The Cowboy's Wife For One Night - Page 66

“I was more inclined to a god on Mount Olympus,” he said, and she shot him a dubious look over her shoulder. A look that sent arrows through his body. His heart.

“You were such a nerd,” she groused.

“I don’t know.” He shrugged out of the backpack and opened it up, pulling out a blanket and some food. He wished he had wine, but he’d have to make do with two bottles of water. “Pretending to be a god makes sense for a kid who felt like he had no control in his life.”

“Listen to you,” she said. “All Oprah about your childhood.”

He laughed. “I wouldn’t go that far, but…you were right. I’m never going to have a real relationship with anyone if I kept pushing them away or leaving them.”

The atmosphere on the roof changed and he could feel her anxiety, see it in the set of her shoulders under that red sweatshirt.

It was now or never, and as much as he wished he had more than an apple in his nervous stomach, as intricate a seduction as he’d planned, he knew he couldn’t let this moment go by. He’d let too many moments go by, blind and dumb to them.

“I’m coming back to the ranch,” he said. “After the meeting with the university, I’m coming back.”

She hung her head and his heart ached for her, it really did, but he wasn’t going to be pushed around by her fears anymore.

“It’s my home, Mia.”

“For how long?” she asked.

“For as long as you’ll have me.” These last few days with his father had started to unravel the mess of his childhood.

The things he’d thought were real—that his father didn’t love him, that his mother’s hate and rage were somehow his fault—he knew now were false.

Except for Mia. Mia had always been real. Mia was joy in a world of cold science.

“I love you,” he said, and she jerked as if he’d shot her.

But she didn’t turn.

“I lived my whole life in little compartments,” he said, keeping his distance, knowing if he touched her she’d find a way to run. So he stood back and hoped his words would do the job. “I had work. I had the past. I had you. And I kept everything separate. Simple. I didn’t think about the past or you when I thought about work, and I let work take over my whole life.”

“Because it was easier,” she said.

“Yes,” he agreed, watching her for clues. But she was unreadable. And he wanted to feel hope, joy even, that he’d told her how he felt. That he’d pushed away some of the chains of his past, but her stoicism wouldn’t allow it.

Panic started a drumbeat in his head.

“But I want it all,” he said, pushing on anyway. “I want a full life. A real life. I want you and my work to occupy the same place. To co-exist.”

“How is that going to work if your work is all over the world?”

“I don’t know what my work is going to be, Mia. Maybe I’ll stay here and fix irrigation systems.”

She scoffed. “Like that will make you happy.”

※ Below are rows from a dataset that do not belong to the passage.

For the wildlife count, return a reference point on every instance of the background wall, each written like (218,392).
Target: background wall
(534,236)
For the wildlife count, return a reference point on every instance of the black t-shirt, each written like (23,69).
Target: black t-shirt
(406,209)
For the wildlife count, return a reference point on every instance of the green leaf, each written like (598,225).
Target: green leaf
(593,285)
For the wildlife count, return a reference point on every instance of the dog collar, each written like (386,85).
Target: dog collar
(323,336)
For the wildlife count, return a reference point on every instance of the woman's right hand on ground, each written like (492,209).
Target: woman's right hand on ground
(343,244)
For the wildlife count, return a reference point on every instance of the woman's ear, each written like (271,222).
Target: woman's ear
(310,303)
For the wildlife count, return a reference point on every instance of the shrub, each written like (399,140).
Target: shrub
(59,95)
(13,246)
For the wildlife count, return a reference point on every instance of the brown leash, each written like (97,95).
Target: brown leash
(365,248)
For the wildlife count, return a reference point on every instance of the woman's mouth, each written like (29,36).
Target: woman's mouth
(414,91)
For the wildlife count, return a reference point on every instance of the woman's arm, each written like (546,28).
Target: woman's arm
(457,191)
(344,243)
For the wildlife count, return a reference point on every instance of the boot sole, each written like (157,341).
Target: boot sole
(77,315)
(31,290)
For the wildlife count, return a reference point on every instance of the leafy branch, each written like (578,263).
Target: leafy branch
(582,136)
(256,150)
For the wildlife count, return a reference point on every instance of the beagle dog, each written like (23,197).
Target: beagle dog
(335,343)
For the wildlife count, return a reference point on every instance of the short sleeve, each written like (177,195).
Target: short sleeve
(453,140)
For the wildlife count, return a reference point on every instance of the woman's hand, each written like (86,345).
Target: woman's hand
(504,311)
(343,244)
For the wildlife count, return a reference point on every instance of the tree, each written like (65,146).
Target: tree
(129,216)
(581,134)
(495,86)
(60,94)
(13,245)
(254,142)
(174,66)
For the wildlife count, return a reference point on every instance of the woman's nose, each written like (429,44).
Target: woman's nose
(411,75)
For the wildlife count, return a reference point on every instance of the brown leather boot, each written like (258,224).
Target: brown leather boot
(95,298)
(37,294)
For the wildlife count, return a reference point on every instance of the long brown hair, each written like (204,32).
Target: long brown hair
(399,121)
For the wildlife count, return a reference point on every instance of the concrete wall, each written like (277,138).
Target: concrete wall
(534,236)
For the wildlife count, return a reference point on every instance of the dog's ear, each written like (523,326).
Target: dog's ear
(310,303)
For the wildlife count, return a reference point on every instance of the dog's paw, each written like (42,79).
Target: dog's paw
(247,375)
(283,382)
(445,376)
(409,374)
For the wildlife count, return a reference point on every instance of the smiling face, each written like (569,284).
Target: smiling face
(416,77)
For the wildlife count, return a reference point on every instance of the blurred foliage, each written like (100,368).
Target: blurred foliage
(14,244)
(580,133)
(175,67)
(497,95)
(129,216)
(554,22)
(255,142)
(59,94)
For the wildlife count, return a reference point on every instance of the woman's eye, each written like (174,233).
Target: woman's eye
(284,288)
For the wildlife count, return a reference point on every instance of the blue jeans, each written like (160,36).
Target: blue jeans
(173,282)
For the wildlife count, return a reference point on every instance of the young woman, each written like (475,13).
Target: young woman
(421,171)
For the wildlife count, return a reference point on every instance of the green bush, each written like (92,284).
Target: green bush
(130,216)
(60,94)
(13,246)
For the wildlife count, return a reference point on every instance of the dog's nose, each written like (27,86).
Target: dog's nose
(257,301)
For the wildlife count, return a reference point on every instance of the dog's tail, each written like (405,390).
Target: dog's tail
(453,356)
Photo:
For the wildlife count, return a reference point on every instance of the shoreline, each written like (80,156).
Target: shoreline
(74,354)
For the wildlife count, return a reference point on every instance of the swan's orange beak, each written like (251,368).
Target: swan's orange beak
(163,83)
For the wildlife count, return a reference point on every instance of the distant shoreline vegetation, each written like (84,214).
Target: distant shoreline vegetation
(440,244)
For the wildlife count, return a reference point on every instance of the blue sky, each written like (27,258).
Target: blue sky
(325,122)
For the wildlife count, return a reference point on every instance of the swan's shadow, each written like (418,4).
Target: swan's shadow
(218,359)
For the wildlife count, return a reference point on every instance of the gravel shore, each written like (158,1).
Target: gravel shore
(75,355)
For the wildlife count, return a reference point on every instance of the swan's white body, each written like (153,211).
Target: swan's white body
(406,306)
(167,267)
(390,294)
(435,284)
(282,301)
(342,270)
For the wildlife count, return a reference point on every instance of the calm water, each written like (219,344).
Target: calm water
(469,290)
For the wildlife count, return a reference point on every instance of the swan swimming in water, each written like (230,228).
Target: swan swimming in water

“You make me happy,” he said, and then, because he couldn’t not touch her any longer, he curled his hand over her shoulder, feeling the heat and the bone and muscle that made up Mia’s body. But he felt none of her heart. None of her love.

She was closed off to him.

“You don’t believe me,” he said, and it wasn’t a question. “I’m sorry I hurt you,” he said. “I’m sorry I left. Trust me when I tell you I didn’t know what I was leaving behind. I didn’t know I was leaving the better part of myself, the laughter and the love. I didn’t know I was leaving behind my best friend and my family.”

She turned and stared up at him, dry-eyed and doubtful.

“I’ll prove it,” he said, grabbing hold of the challenge with both hands. He pulled off her hat and tossed it on the ground at their feet. Slowly and gently he untangled the ponytail from the nape of her neck. The breeze picked up her hair, blew it around her head. A lusty contradiction to the stone-cold look in her eye.

“You don’t scare me,” he whispered. She thrilled him. Excited him. And if his words didn’t get the job done, he had other ways to convince her.

Mia was a lamb headed to slaughter and she wouldn’t have had it any other way.

The kiss was a long time coming. He took his time, breathing whisper-thin words against her skin like love and home. Words that wound around her like a spell.

Don’t believe, she warned herself.

And then he kissed her and she couldn’t help it. This was Jack holding her. Jack, her husband, telling her he loved her. How could she not at least hope? How could she pretend to be unmoved?